34th chat, June 9 2015: feminist contributions in LIS
Topic: This #critlib chat is one of the class projects in Pratt SILS LIS 697 Gender and Intersectionality in LIS. The moderators and students are: Sarah (@fiiidget), Amy (@g_q_amy), Bianca (@ghislane), and Dinah (@dinahhandel). The course is taught by Jessica Hochman (@jessicahochman), and we’ve added our syllabus under the suggested readings for this chat. We’ve also been using the hashtag #LISgender to discuss our readings and related content on Twitter.
- Syllabus to LIS-697 Gender and Intersectionality in LIS: http://bit.ly/1FbPY2Y
- Intersectionality on Wikipedia: http://en.wikipedia.org/wiki/Intersectionality
- DeFrain, E. and Pagowsky, N. “Ice Ice Baby: Are Librarian Stereotypes Freezing us out of Instruction?” http://www.inthelibrarywiththeleadpipe.org/2014/ice-ice-baby-2/
- Gender and Sexuality in Information Studies Colloquium, October 2014. Agenda (with links to presentations): http://litwinbooks.com/2014agenda.php. Presentations from this conference we’ve used in class to talk about race, gender and LIS:
- The Legacy of Lady Bountiful: White Women in the Library by Gina Schlesselman-Tarango. Important to understanding the complex workings of race in LIS is an investigation of the ways in which it has been shaped by gender. A field dominated by white women, tracing the role that the white female body played in early librarianship can illuminate today’s demographic makeup. Calling on the Lady Bountiful archetype, this paper interrogates the ways in which patriarchy, racism, and notions of femininity have and continue to work in LIS education and practice.
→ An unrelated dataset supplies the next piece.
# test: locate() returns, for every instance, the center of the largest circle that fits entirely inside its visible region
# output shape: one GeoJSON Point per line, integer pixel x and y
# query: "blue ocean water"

- Intros: Please introduce yourself. If you’d like, please share your approach to feminism using text, links, or other methods!
- Q1: Do you feel like librarianship is a feminized (or racialized) profession? Does that impact how you do/feel about your job?
- Q2: What categorical binaries (i.e., public/private; insider/outsider) exist in LIS work? When do you notice them? What are their implications?
- Q3: [In our course we’ve discussed intersectionality (where two or more -isms meet) in LIS.] How have you seen identity categories intersect in your work with colleagues, patrons or general LIS practice?
- Q4: What interventions have you/do you want to implement in your LIS practice that were influenced by critiquing/rethinking current practices?